Each environment contains a set of tasks to be processed by the judge. In addition to the agenda, each task may include:

  • Ground truth answers
  • Expected function calls with their respective arguments required to solve the task correctly

These references can also be used for computing database ground truth hash during evaluation.

Once the participant instances are created, the dialogue sessions are initiated either concurrently (multi-threaded) or sequentially, depending on the configuration specified in config.yaml. Each session begins with a handshake exchange between participants, after which the conversation proceeds.

After all sessions are completed, the Evaluator class is triggered. It performs the following steps:

  1. Per-session scoring – Calculates evaluation metrics individually for each dialogue using the corresponding session logs and task data.
  2. Aggregation – Combines the results into a final summary.

UnifiedPacket

The UnifiedPacket class is a core structure in the Benchforce framework, used for communication between agents and the WebSocket server.

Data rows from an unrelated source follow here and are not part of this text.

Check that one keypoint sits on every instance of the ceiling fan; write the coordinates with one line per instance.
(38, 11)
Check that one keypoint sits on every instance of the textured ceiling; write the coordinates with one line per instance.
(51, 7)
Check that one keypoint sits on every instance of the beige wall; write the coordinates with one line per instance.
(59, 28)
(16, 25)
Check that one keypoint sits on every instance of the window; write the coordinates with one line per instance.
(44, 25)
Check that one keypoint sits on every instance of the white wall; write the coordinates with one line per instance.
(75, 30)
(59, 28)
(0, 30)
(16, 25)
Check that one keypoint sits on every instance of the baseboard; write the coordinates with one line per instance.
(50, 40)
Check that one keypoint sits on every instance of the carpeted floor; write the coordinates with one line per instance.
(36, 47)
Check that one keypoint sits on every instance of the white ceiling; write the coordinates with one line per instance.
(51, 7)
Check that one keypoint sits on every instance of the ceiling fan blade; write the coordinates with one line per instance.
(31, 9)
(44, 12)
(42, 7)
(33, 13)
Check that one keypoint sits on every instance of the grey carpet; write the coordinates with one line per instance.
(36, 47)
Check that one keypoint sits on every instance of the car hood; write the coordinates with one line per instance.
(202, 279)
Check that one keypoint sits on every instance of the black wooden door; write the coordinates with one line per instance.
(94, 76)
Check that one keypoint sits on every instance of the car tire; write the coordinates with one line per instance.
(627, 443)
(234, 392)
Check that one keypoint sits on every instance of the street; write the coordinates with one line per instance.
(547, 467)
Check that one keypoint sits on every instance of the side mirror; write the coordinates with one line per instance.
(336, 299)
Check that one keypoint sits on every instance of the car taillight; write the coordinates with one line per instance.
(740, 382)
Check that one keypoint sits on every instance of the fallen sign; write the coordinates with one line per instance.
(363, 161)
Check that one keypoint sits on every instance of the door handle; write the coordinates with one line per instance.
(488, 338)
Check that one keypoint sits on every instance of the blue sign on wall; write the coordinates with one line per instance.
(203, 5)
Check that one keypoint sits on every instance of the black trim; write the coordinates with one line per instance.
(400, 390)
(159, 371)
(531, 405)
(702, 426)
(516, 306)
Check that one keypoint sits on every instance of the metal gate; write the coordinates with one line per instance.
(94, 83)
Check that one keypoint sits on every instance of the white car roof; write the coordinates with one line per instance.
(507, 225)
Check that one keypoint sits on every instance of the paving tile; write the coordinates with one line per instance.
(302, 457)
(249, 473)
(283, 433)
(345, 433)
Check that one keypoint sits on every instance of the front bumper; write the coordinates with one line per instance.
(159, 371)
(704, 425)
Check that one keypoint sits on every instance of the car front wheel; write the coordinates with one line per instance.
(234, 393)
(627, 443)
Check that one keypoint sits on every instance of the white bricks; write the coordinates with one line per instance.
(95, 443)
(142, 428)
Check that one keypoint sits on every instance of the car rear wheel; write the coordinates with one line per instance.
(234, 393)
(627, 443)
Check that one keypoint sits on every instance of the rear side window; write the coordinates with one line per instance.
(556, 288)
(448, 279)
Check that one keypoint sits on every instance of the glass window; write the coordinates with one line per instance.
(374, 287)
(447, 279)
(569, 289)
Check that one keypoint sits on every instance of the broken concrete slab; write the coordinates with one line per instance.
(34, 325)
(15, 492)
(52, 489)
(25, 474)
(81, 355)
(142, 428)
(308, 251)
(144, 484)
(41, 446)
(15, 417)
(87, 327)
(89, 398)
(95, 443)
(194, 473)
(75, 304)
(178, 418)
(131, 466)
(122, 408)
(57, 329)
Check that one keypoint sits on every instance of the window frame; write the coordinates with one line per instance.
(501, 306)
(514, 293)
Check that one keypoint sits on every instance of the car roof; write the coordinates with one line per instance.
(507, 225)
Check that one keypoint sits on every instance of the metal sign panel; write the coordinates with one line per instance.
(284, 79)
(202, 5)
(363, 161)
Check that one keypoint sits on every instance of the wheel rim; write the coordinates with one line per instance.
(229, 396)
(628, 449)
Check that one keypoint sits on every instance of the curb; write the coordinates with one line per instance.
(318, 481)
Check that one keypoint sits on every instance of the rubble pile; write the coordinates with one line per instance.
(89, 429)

Packets encapsulate various event types and associated data, supporting real-time streaming and synchronous interactions.

Implementation

import json
from dataclasses import dataclass
from typing import Optional, Dict, Any
from enum import Enum


class EventType(str, Enum):
    BENCHFORCE_HANDSHAKE = "benchforce.handshake"
    BENCHFORCE_TERMINATE = "benchforce.terminate"
    BENCHFORCE_LOG_ORIG_DB = "benchforce.log_original_db"
    BENCHFORCE_LOG_DRYRUN_DB = "benchforce.log_dryrun_db"
    RESPONSE_AUDIO_DELTA = "response.audio.delta"
    RESPONSE_AUDIO_DONE = "response.audio.done"
    RESPONSE_AUDIO_TRANSCRIPT_DONE = "response.audio_transcript.done"
    RESPONSE_TEXT_DONE = "response.text.done"
    RESPONSE_TEXT_DELTA = "response.text.delta"
    RESPONSE_DONE = "response.done"
    RESPONSE_LOG_TTS = "response.log_tts"
    RESPONSE_LOG_STT = "response.log_stt"
    RESPONSE_FUNCTION_CALL = "response.function_call"
    RESPONSE_FUNCTION_CALL_RESULT = "response.function_call_result"
    RESPONSE_ERROR = "response.error"


@dataclass
class UnifiedPacket:
    event: EventType
    audio_delta: Optional[str] = None
    audio: Optional[str] = None
    text: Optional[str] = None
    text_delta: Optional[str] = None
    function_call: Optional[Dict[str, Any]] = None
    error: Optional[str] = None
    config: Optional[str] = None
    hash: Optional[str] = None
    tokens: Optional[int] = None

    def to_json(self) -> str:
        return json.dumps(self.__dict__)

Properties

Property Type Description
event EventType Type of the event occurring.
audio_delta Optional[str] Incremental audio data (encoded).
audio Optional[str] Final audio data (encoded).
text Optional[str] Complete text response data.
text_delta Optional[str] Incremental text response data.
function_call Optional[Dict[str, Any]] Information about function calls triggered.
error Optional[str] Error message, if any.
config Optional[str] Configuration data used for the task.
hash Optional[str] Hash identifier of the DB.
tokens Optional[int] Token count used in the event.

Event Types

Control Events

  • benchforce.handshake – Initializes communication between client and server.
  • benchforce.terminate – Signals termination of the interaction.

Logging Events

  • benchforce.log_original_db – Logs original database hash value.
  • benchforce.log_dryrun_db – Logs the database hash after functions are executed in dry-run mode.

Response Events

Audio-related
  • response.audio.delta – Streams incremental audio response chunks.
  • response.audio.done – Indicates completion of audio streaming.
  • response.audio_transcript.done – Completion of speech-to-text transcript.
Text-related
  • response.text.delta – Streams incremental text response chunks.
  • response.text.done – Indicates the final text response completion.
General Completion
  • response.done – General signal indicating completion of a response process.
Logging of Speech Processing* (used for evaluating the accuracy and performance of TTS and STT models)*
  • response.log_tts – Logs Text-to-Speech generation details.
  • response.log_stt – Logs Speech-to-Text transcription details.
Function Call Handling
  • response.function_call – Logs the function call along with the parameters used.
  • response.function_call_result – Logs the result of the function execution.
Error Handling
  • response.error – Indicates an error occurred during processing.

Quick Start

1. Install Dependencies

Install the required dependencies using:

pip install .  
# or  
python setup.py install  

Make sure that ffmpeg is installed on your system and available in your system PATH. It is required for audio processing.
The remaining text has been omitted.